Inputting of a command may be realized by inputting command characters at the beginning of text data, rather than by using an icon.
In addition, it is also possible to use a word processor or the like which has an editing function, for the purpose of inputting and editing above characters.
As described above, the apparatus of the invention makes it possible to designate an output mode for synthesized speech by editing text data expressing the contents to be synthesized into speech in such a manner that one can intuitively imagine the output mode of the synthesized speech, or by more directly inputting commands which specify the output mode of the synthesized speech. Hence, even a beginner who is not skilled in processing of a waveform signal and operation of parameters can easily specify the output mode of the synthesized speech, and operations are easy even for a beginner.

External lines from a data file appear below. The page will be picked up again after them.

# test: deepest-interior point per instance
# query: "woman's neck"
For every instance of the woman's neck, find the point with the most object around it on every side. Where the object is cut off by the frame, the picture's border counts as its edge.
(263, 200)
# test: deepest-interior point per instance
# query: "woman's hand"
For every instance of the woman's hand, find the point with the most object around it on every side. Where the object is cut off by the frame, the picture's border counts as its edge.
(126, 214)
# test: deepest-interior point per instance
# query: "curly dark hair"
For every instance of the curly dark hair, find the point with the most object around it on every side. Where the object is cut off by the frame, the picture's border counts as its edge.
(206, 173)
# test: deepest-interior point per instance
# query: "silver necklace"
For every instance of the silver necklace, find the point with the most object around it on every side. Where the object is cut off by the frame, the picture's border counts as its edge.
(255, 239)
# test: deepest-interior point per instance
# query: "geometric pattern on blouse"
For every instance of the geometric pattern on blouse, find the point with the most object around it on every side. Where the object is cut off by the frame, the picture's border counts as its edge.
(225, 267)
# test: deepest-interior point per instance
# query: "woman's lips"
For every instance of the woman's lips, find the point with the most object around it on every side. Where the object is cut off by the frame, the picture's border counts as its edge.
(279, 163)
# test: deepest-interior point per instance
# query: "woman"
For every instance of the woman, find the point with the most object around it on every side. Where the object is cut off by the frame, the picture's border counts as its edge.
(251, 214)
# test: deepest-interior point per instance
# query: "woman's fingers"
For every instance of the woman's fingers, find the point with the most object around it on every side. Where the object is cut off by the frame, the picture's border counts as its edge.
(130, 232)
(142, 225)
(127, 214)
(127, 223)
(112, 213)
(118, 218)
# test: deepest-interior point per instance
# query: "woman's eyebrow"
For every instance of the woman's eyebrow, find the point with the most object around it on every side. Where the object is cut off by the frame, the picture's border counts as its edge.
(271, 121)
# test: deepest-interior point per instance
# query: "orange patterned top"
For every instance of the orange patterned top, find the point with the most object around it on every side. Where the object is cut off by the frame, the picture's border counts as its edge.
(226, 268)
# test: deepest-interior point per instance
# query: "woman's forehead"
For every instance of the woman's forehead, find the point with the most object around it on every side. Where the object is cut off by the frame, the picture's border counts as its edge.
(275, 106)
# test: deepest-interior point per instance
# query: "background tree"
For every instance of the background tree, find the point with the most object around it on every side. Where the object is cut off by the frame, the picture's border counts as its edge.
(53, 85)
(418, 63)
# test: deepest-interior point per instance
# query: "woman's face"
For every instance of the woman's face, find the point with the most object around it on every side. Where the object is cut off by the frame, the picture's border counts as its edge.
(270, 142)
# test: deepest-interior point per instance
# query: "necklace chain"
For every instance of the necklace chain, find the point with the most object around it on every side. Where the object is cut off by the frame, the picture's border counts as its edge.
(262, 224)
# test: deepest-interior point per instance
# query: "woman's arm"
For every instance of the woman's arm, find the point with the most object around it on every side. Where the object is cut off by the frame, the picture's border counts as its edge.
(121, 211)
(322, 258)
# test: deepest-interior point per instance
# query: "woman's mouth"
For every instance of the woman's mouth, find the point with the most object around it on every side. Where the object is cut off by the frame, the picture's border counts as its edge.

In addition, particularly when the apparatus of the invention is used in a computer which is intended as an education tool or toy for children, the user interface of the apparatus of the invention is excellent in providing interesting operations which change speech by means of edition of characters, and are so attractive that a user does not get bored with the apparatus.
As this invention may be embodied in several forms without departing from the spirit of essential characteristics thereof, the present embodiment is therefore illustrative and not restrictive, since the scope of the invention is defined by the appended claims rather than by the description preceding them, and all changes that fall within metes and bounds of the claims, or equivalence of such metes and bounds thereof are therefore intended to be embraced by the claims.